Here’s what I know: this moment could unlock the biggest wave of women builders in history - if we lean in now. We can build software that solves problems the world has ignored, and we don’t need to chase unicorns to do it. We can create a new generation of “mom-and-pop SaaS”- profitable, independent, purpose-driven.
And the best part? It can give women something we’ve been fighting for all along - solopreneurship path with purpose, balance, and control. Control over your schedule. Over your income. Over your life. The kind of independence every mom dreams about.
But if we hesitate, AI becomes the next boys’ club.
So here’s my call:
Women - lean in. Get curious. Build something with AI… *anything*.
Grab another woman and pull her in with you.
Men - keep leading, but help open the door wider.

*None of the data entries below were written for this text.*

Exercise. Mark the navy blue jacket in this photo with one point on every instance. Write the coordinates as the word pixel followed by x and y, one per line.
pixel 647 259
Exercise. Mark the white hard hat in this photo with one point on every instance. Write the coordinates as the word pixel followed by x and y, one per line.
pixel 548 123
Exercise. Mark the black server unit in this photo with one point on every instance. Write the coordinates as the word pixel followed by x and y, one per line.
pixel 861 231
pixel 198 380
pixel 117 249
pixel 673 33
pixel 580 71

Because this isn’t just about equality. It’s about economic survival. The people who build the future own it.
Tips on how to start:
Build a tutoring app for your kid’s weakest subject (I built one for my son in ELA).

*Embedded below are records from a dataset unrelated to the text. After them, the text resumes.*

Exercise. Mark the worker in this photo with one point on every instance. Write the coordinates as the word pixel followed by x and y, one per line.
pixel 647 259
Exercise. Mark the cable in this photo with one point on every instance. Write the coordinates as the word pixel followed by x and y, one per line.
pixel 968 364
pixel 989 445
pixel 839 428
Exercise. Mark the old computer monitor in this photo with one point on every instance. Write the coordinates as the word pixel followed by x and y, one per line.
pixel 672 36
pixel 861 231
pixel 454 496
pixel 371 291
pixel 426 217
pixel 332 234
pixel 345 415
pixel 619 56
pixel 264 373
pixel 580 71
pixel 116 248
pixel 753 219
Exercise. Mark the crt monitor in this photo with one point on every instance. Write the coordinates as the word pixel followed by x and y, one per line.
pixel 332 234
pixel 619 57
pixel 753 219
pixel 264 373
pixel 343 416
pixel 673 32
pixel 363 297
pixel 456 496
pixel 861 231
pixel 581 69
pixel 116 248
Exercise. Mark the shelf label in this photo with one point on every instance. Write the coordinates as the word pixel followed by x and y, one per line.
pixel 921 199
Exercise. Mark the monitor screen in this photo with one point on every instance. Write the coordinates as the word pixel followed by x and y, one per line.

Build your personal site - your “AI-native” resume (here is mine - you can remix it)
Anything that is annoying to you - go automate it with AI.
Remember, you need to treat AI like a career accelerant, not a curiosity. List concrete AI skills on your resume and use them in interviews. Employers are already paying premiums for “AI-native” experience.
And if you want community, join our next SheBuilds on Lovable cohort this December - 48 hours of women-only building, unlimited credits, and real collaboration. Follow me on LinkedIn for an announcement later this week or jump onto our waitlist NOW.
(Also… we’re planning HUGE SheBuilds on March 8, International Women’s Day. Want to join the cause by sponsoring, mentoring, or volunteering? Comment or reply)
Because this time, we’re not asking for a seat at the table.
We’re building a new one.
As part of the 20%, I would urge every adult female to try and work with AI tools. It is a hit or miss. There is a LOT of hype. But you won’t ever know what is real and what is someone’s fantasy if you don’t try yourself.
I’m 1000% on board with more women leaning into AI and aspire to join a future SheBuilds. Right after reading your article I was served a Loveable ad with 5 tech bros debating why they should have built on Loveable. No women in the shot. As a fellow growth gal, I wonder how female-forward ads might influence the 20%. Getting more women into AI means including them at every level, from ads and hackathons to VC funding and boardrooms.